I’ve added all the flavors that are reminiscent of southern cooking to me. Chopped green onions, lots of parsley and a hit of paprika in tribute to my grandmother’s garnishing ways, a touch of bacon, and of course pimentos and cheddar cheese. This can be made ahead and popped in the oven to be hot and ready for a family breakfast or brunch. It is rustic and homey, but I happily serve it with my most elegant silver on a holiday table. And sure, it’s great for dinner, too.
The casserole is adapatable too. You could sprinkle some cheese over the top before baking, though I think that leaves an unappealing crust. Swap out the pimentos for green chiles and use Monterrey jack cheese. Leave out the bacon or use ham instead – or country ham.
- 30 ounce bag frozen, shredded hash browns, thawed (potato only)
- 2 Tablespoons butter
- 3 Tablespoons flour
- ½ cup whole milk
- ½ cup chicken broth
- 1 teaspoon Dijon mustard
- 1 teaspoon Worcestershire sauce
- 1 teaspoon salt
- 1 teaspoon black pepper
- ½ teaspoon paprika
- ¼ teaspoon nutmeg
- 8 ounces sour cream
- 8 – 10 green onions, white and light green parts, finely chopped
- 2 Tablespoons chopped fresh parsley
- 1 (4-ounce) jar diced pimentos, rinsed and well drained
- 6 strips bacon, cooked and finely chopped
- 8 ounces sharp cheddar cheese, grated
- Drain the potatoes fully in a colander.

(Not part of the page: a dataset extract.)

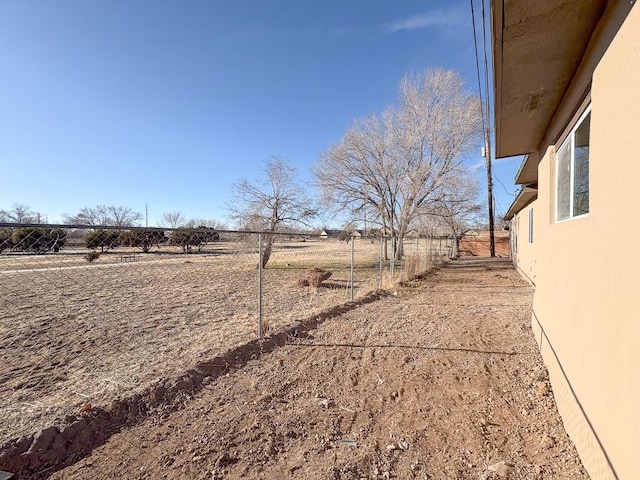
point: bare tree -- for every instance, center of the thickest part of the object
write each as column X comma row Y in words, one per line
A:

- Melt the butter over medium high heat in a saucepan. Add the flour and stir until combined and you have a thick paste. Whisk in the milk and chicken broth and cook until smooth and bubbling and any floury taste is gone. Whisk in the mustard, Worcestershire, salt, pepper, paprika and nutmeg. Set aside to cool.
- Toss the thawed potatoes with the green onions, parsley, pimentos, bacon and cheese together in a large bowl until well mixed. Stir the sour cream into the cooled sauce base. The sauce base will be thick, just keep stirring until it is smooth and combined and add to the potatoes. Stir until everything is combined and evenly distributed. Spoon the hash browns into a well-greased 9 by 13 inch baking dish.
- At this point, the dish can be covered and refrigerated 8 hours or overnight. When ready to cook, preheat the oven to 350° and bake, covered with foil, until heated through and bubbly, about an hour.